Au vu de ces mêmes éléments, il ne peut être retenu une atteinte disproportionnée à son droit à une vie privée et familiale dès lors que les pièces justificatives produites sont sans lien avec les déclarations faites par M. [G] et que ce placement en rétention administrative ne porte pas davantage une atteinte disproportionné à sa santé, son dernier rendez-vous ophtalmologique datant de juillet 2025 sans qu’il ne justifie depuis d’aucune démarche pour récupérer sa prothèse provisoire.
Il convient donc d’écarter l’ensemble des moyens soulevés tendant à voir déclarer le placement en rétention administrative irrégulier.
Enfin, c’est encore par de justes motifs adoptés qu’il a été jugé que l’administration avait mené les diligences utiles et nécessaires en saisissant les autorités consulaires d’Algérie le 4 novembre 2025, étant ajouté qu’il ne peut lui être reproché de ne pas avoir fait de demande de routing dans l’attente de la réponse des autorités consulaires.
Il convient donc de confirmer l’ordonnance en toutes ses dispositions.
PAR CES MOTIFS :
Statuant publiquement, par ordonnance réputée contradictoire et en dernier ressort,
Déclare recevable l’appel interjeté par M. [L] [G] à l’encontre de l’ordonnance rendue le 09 Novembre 2025 par le magistrat du siège du tribunal judiciaire de Rouen ordonnant son maintien en rétention pour une durée de vingt six jours,
Confirme la décision entreprise en toutes ses dispositions.

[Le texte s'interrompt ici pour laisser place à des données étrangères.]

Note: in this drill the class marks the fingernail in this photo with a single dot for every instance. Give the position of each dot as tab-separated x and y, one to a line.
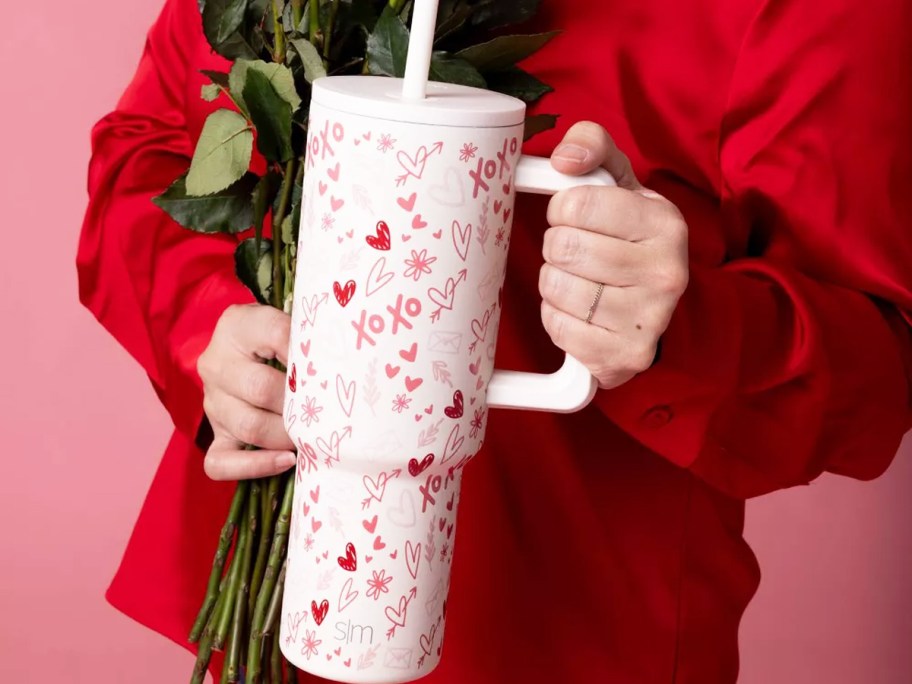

Fait à [Localité 6], le 11 Novembre 2025 à 12h 22
LE GREFFIER, LE CONSEILLER,
NOTIFICATION
La présente ordonnance est immédiatement notifiée contre récépissé à toutes les parties qui en reçoivent une expédition et sont informées de leur droit de former un pourvoi en cassation dans les deux mois de la présente notification et dans les conditions fixées par les articles 973 et suivants du code de procédure civile.